Log files All of these statistics come from log files, logfiles can come in a variety of formats but most servers generate what are known as Common Log Format files (CLF), these are standardized so most logfiles will look similar and be read by statistical packages in a similar way. A logfile tracks every hit to a webpage over a given period of time, that’s ever image downloaded to a browser with every page to house that image and every piece of embedded media in that page.

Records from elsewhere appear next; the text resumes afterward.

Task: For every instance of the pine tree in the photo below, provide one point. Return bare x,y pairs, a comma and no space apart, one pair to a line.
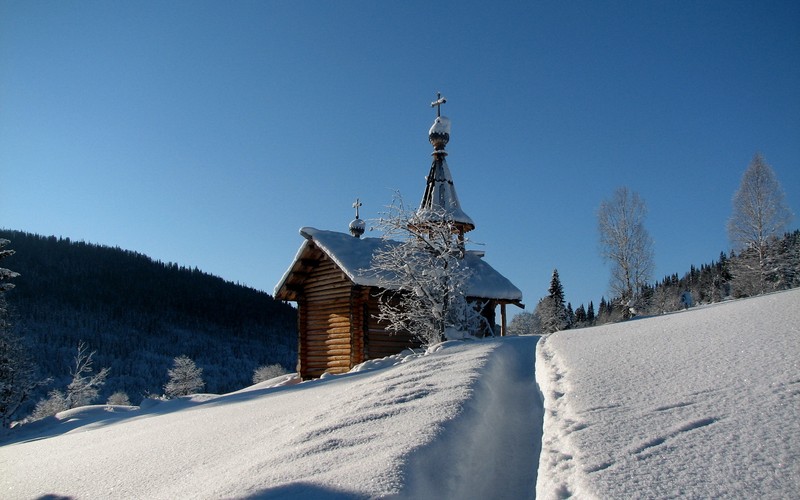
551,309
16,367
580,316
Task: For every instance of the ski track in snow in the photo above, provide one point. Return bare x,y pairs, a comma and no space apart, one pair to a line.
460,420
698,404
701,404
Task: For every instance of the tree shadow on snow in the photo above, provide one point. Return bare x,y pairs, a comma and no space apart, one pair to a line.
306,491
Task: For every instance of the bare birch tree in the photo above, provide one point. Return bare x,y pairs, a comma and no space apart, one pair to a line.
424,277
185,378
626,244
759,215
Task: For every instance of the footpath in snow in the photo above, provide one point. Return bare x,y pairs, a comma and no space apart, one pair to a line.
462,422
698,404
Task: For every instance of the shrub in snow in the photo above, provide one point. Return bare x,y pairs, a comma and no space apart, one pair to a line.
85,385
267,372
184,378
54,403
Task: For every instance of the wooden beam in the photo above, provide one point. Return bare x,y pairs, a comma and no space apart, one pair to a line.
502,320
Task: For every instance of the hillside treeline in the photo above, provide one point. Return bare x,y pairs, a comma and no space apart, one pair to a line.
738,275
138,314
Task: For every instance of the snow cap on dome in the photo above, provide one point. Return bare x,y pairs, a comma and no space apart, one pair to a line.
440,126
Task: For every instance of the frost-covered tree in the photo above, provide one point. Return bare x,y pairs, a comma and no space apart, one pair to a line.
551,310
267,372
184,378
590,317
423,276
49,406
17,379
119,398
85,385
759,215
626,244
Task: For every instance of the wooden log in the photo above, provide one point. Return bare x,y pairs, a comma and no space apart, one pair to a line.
324,329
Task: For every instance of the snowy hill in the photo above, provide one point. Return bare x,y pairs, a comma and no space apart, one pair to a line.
699,404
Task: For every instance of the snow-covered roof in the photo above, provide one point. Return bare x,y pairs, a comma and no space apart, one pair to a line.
440,196
354,257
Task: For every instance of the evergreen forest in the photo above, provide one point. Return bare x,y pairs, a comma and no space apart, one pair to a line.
139,314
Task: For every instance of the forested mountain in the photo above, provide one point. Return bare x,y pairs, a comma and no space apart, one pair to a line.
139,314
739,275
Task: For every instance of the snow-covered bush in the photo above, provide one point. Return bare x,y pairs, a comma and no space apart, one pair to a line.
85,385
184,378
267,372
54,403
119,398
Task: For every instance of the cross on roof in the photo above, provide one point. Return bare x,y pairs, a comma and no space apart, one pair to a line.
438,103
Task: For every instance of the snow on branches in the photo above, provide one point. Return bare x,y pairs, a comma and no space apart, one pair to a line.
424,278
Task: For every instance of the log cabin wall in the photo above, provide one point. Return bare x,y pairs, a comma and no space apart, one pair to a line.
325,322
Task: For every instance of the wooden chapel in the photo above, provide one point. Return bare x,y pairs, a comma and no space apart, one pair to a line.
337,301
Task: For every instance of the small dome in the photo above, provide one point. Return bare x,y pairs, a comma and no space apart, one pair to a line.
439,134
440,126
357,227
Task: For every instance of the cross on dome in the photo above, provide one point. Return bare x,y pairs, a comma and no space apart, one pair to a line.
357,226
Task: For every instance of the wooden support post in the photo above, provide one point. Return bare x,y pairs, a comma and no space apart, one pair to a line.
503,319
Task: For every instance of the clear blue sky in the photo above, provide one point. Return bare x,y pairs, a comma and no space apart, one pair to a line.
208,133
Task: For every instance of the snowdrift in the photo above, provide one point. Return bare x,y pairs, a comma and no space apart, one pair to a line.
698,404
463,421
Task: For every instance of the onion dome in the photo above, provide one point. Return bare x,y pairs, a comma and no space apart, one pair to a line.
440,198
357,226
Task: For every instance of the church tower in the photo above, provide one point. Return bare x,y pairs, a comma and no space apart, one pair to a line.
440,198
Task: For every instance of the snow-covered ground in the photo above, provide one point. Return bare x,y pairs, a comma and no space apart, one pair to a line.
461,422
698,404
702,403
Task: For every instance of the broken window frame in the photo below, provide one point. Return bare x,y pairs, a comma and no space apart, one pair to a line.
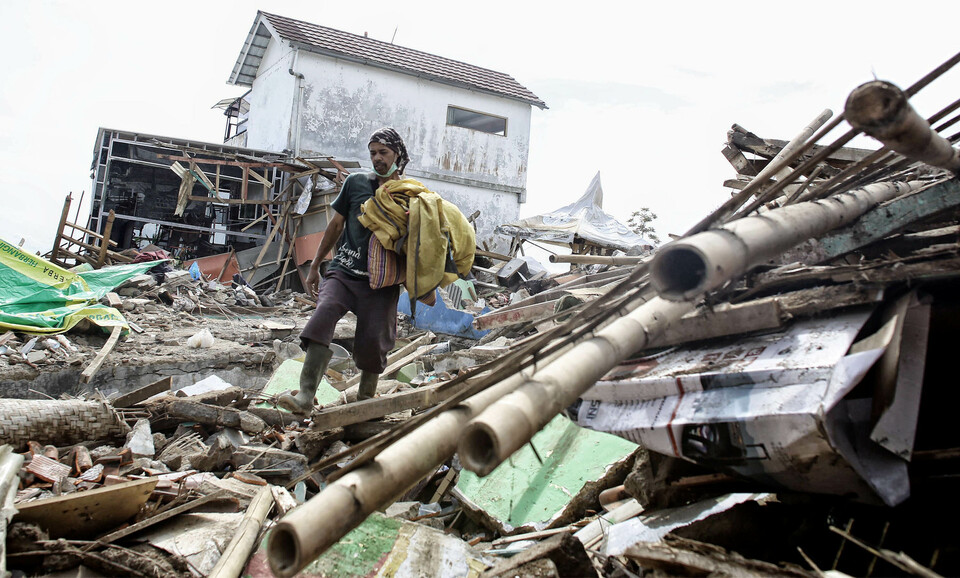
477,118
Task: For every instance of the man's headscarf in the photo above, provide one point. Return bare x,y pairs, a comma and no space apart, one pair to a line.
389,137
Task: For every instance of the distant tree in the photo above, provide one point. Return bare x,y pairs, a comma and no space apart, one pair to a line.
641,223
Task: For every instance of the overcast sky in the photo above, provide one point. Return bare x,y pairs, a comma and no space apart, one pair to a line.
643,94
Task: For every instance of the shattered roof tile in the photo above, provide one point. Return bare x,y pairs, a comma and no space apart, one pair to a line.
385,54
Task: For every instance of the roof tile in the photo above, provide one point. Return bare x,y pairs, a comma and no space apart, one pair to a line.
401,58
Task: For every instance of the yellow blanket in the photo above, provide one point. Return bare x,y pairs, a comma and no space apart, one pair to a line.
426,228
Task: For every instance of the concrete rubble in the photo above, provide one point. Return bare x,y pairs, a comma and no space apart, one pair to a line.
785,414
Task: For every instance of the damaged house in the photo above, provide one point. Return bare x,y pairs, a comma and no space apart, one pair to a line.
319,91
762,396
315,94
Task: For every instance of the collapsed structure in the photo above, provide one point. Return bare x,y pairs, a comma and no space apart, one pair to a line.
775,369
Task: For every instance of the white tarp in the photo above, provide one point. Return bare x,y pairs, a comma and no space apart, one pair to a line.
584,218
771,407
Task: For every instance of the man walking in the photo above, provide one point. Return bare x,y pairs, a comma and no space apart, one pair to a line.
346,286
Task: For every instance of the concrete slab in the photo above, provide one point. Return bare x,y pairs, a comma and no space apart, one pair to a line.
287,377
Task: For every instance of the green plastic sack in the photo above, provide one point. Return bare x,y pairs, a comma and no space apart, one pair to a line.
39,297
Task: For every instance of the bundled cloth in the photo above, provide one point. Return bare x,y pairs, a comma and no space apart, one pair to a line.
438,241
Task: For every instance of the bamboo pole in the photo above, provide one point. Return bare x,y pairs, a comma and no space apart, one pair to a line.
342,505
882,110
507,425
689,267
788,150
682,272
235,555
599,259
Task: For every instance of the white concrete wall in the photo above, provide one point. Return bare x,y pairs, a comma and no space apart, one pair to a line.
272,101
345,102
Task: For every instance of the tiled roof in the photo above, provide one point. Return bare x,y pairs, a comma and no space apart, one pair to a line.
406,60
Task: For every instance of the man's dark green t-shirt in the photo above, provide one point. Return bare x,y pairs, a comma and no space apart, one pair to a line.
351,251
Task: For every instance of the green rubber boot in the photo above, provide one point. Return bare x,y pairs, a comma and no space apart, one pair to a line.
314,365
368,385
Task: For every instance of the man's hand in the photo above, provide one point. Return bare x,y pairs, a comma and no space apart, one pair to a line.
313,282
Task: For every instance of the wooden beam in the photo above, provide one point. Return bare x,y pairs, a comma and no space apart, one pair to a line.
224,162
492,255
226,263
232,201
91,369
63,220
102,257
263,180
134,528
368,409
91,233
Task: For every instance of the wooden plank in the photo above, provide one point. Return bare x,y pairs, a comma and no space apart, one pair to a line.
225,162
89,232
368,409
63,219
263,180
89,513
492,255
102,256
113,300
879,223
143,393
514,316
134,528
231,201
91,369
226,263
724,320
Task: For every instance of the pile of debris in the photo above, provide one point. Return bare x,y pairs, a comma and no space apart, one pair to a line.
759,397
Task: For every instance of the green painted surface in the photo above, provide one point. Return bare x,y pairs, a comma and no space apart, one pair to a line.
522,491
287,377
359,553
892,217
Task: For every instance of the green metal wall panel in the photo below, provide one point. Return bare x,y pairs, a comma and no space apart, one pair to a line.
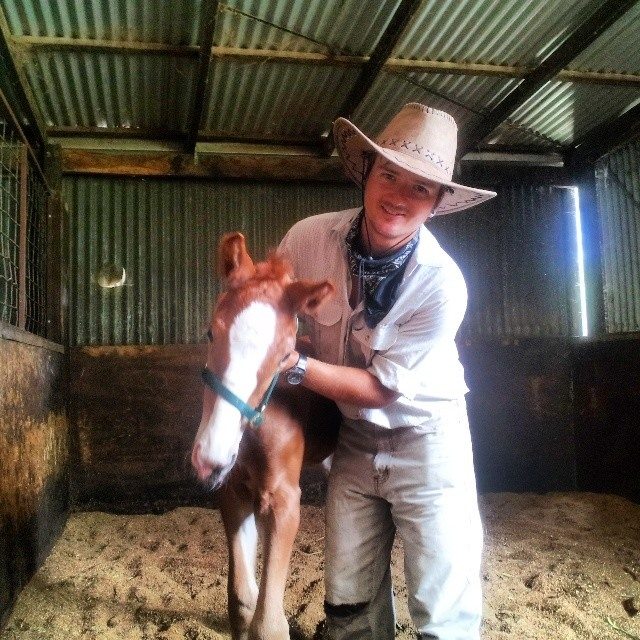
164,233
618,189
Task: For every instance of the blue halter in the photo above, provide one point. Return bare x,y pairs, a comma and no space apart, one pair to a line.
255,416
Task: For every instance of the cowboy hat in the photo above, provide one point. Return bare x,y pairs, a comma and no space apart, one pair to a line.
420,139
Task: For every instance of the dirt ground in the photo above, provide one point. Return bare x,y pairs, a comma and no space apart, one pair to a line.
557,566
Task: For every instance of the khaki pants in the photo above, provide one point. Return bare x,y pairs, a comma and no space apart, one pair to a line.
419,482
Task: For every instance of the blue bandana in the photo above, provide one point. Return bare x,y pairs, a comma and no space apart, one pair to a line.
379,277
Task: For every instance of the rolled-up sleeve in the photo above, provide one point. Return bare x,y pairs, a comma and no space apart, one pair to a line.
423,359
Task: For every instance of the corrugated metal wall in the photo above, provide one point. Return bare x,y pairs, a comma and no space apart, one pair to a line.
515,252
518,255
618,189
164,234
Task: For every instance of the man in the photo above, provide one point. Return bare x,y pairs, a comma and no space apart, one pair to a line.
384,350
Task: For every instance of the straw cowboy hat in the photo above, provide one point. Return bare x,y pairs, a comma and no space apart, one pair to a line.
420,139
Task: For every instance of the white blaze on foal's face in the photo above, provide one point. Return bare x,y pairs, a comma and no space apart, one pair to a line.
250,336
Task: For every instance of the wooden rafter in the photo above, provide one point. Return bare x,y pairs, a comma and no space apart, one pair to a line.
394,65
576,42
207,29
249,166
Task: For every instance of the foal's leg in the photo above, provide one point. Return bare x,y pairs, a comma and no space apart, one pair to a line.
236,508
279,518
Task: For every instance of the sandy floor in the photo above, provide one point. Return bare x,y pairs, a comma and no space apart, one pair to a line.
559,566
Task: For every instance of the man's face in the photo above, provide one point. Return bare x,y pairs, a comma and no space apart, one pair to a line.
396,203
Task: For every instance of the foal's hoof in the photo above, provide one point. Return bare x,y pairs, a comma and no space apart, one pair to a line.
270,630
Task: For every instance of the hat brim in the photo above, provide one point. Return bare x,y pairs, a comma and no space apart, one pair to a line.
352,144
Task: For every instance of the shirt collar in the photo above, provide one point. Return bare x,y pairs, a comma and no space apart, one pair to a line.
428,251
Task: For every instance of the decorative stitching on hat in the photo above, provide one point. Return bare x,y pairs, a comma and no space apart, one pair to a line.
453,205
405,144
436,112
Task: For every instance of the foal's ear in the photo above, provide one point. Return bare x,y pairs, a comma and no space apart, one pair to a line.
234,262
306,296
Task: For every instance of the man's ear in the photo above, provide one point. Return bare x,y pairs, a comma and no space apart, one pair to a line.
234,262
306,296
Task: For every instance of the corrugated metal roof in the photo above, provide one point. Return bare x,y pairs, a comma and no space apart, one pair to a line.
265,98
272,99
106,90
618,49
344,26
563,111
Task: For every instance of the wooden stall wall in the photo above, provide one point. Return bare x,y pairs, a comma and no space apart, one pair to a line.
34,460
607,415
136,410
520,414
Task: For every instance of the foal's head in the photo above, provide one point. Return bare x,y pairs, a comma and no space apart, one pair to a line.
252,331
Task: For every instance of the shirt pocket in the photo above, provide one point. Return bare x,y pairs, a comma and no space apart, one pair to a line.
325,326
379,338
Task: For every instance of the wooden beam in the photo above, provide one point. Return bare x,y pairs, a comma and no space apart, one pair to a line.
169,135
370,70
4,102
32,122
218,166
605,138
576,42
207,29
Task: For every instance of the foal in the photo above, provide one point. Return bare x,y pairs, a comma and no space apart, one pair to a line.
254,459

A typical entry may look like this, which represents one hit…
adsl-63-183-164.ilm.bellsouth.net - - [09/May/2001:13:42:07 -0700]"GET /about.htm HTTP/1.1" 200 3741"http://www.statsaregreat.com""Mozilla/4.0 (compatible; MSIE 5.0; Windows 98)" if you can imagine that many sites are looking at having upwards of half a million hits a day then you’ll soon see how big these logfiles can be and hence why many people shy away from descending into the mine of information they amount to. But broken down they become a little more intelligible…
adsl-63-183-164.ilm.bellsouth.net - user's computer IP address and sometimes domain name of client computer requesting file
- - - userID – if your site needs a password on login then the username is entered here, if there’s no user login feature then it is portrayed as a double blank
[09/May/2001:13:42:07 - 0700] - date and time of the hit
"GET /about.htm HTTP/1.1" - the path to the requested file, POST, DELETE and HEAD can also be seen in addition to GET not as often seen.
200 – status of the hit, always a three digit code 200 means the hit was successful, anything in the 400’s is a failed hit
3741 - filesize in bytes of the requested file
http://www.statsaregreat.com – the referrer, where the user came from
"Mozilla/4.0 (compatible; MSIE 5.0; Windows 98)" - info about users browser and platform Packages We’ve seen the enormous amount of information contained within logfiles and the tremendous use that can be made of it, but how do you get this information out of the thousands of lines that make up a logfile? Fortunately there are a variety of packages on the market that can help you interpret logfiles, as well as settings on an awful lot of the servers that run the sites. Microsoft Internet Information Server (IIS) - Microsoft's Site Server application has extensive logging and analyzing capabilities. If your site is hosted, better web hosting providers will offer browser-based log file reports as part of (or as an add-on to) their basic service. Graphs, charts, numbers in a row — all a few clicks away. WebTrends - The industry standard application, Web Trends is highly configurable and user friendly. Reports are produced into a variety of formats compatible with the office suite and there is an excellent telephone support system. The only draw back with the Web Trends package is the cost which may be prohibitive for smaller companies. Sawmill - Considerably cheaper than WebTrends and with a number of devotees across the web, Sawmill earns considerable credit for its range of graphical representation options, user friendliness and ease of install. Analog - billing itself as "most popular log file analyzer in the world", Analog is the best of the freeware (free software) products available, lacking some of the user friendliness of the commercial packages and also the quality support it is nevertheless an impressive programme offering a full range of statistical analyses. Your logfiles are the key to the habits and identities of your users and can afford a wealth of information that will enable you to better tailor and develop your site, by investing the time and effort to understand what your sites statistics can tell you, you’ll achieve a tighter more targeted website along with a better return for your advertising spend.